If these are things that I really need to worry about in applying deblur to non-16S amplicons, could you provide some insight on the best way to approach optimizing the deblur parameters for my needs. I looked through the deblur paper and supplementary materials, but don’t see explicitly how the default settings were chosen.

I am assuming that maybe doing a multiple sequence alignment and examining the fequency of indels could help in optimizing the --p-indel-prob and --p-indel-max parameters, but I’m not sure how to go about optimizing the --error-dist parameter (or if that is even necessary). It looks like the --error-dist parameter isn’t accessible through the qiime2 interface anyway.

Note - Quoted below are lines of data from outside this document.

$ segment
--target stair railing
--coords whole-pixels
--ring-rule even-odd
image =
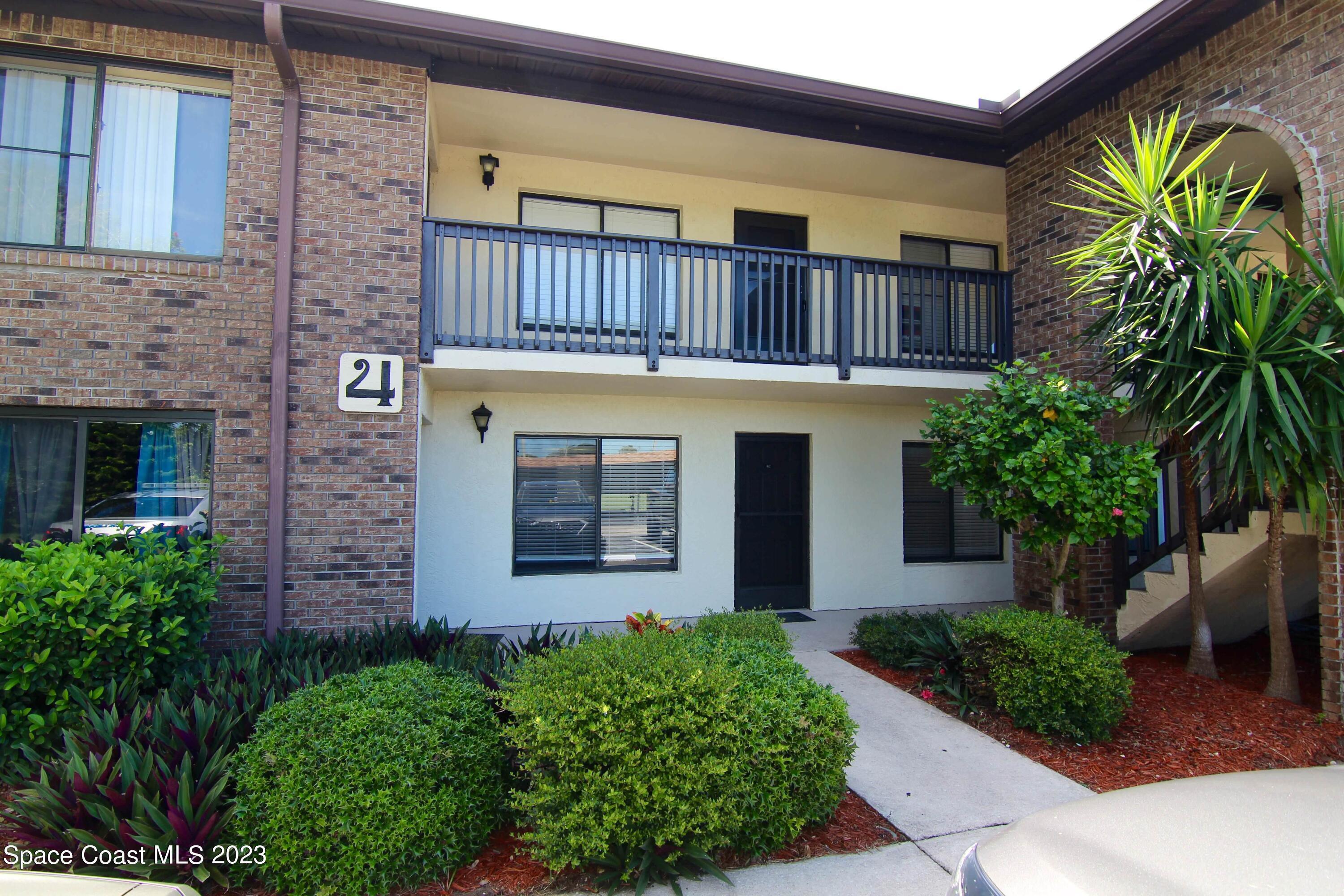
[[[1163,442],[1156,458],[1157,504],[1149,510],[1144,531],[1133,537],[1120,535],[1113,540],[1116,606],[1125,603],[1134,576],[1185,547],[1185,482],[1180,465],[1183,453],[1175,438]],[[1207,457],[1195,474],[1199,477],[1199,547],[1203,551],[1204,535],[1234,533],[1239,527],[1247,525],[1251,502],[1235,492],[1223,493],[1226,484],[1222,482],[1222,472],[1211,466]]]

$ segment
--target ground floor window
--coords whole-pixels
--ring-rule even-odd
[[[677,439],[519,435],[513,572],[676,568]]]
[[[0,559],[77,533],[210,529],[208,416],[0,410]]]
[[[900,481],[906,563],[1001,560],[1003,531],[980,516],[980,505],[966,504],[961,486],[941,489],[930,481],[933,446],[900,446]]]

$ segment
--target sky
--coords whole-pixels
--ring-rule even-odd
[[[1027,95],[1154,0],[399,0],[974,106]]]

This question is probably best suited for @wasade or one of the other deblur devs, but I welcome any feedback from community members who have experience applying deblur to 18S and/or CO1 amplicons. Apologies for the super long post!

Best,
Taylor

1 Like

Hi Taylor,
the short answer is you probably don’t need to change any of the parameters :slight_smile:

a bit longer:
deblur works by removing reads which are suspected pcr/sequencing errors, and assuming all the reads left after that are real sequences present in your sample.
The error removal is based on taking a real sequence (i.e. the sequence with the highest number of reads, so it cannot be a read error), and removing all sequences that could arise from it due to pcr/sequencing errors. This is done by taking an upper bound on the various possible errors (i.e. N substitutions/indels). Since the error probabilities depend on a lot of things (specific machine/run, pcr reagents/protocol, local sequence, etc.), we take an upper bound which should work for most cases.
From the error sources mentioned above, based on our experience in mostly 16S sequences, local sequence should have a small effect. So the error profile should not depend on what you are sequencing and the default error profile should be fine.

Having said that, the best way to know if the algorithm is working fine with your data would be to look at it and see if there seem to be “shadow” sequences (low freq. sequences behaving similar to another close (sequence-wise) high freq. sequence over the samples). if you see many such cases, it could indicate the error rate you have in you pcr/sequencing run is higher than what deblur expects, and by looking at the exact details of these shadow sequences vs. original sequence, you can see if it due to indel/mismatch/etc.
A tool we are developing which i like to use in order to see this behavior is Calour. by loading the biom table, clustering the features and looking at the resulting clusters, you can see what’s going on in the biom table.

But again, based on our experience with deblur, the default error upper bound profile should be fine.

does this make sense?
le me know how it goes
amnon

3 Likes

This topic was automatically closed 31 days after the last reply. New replies are no longer allowed.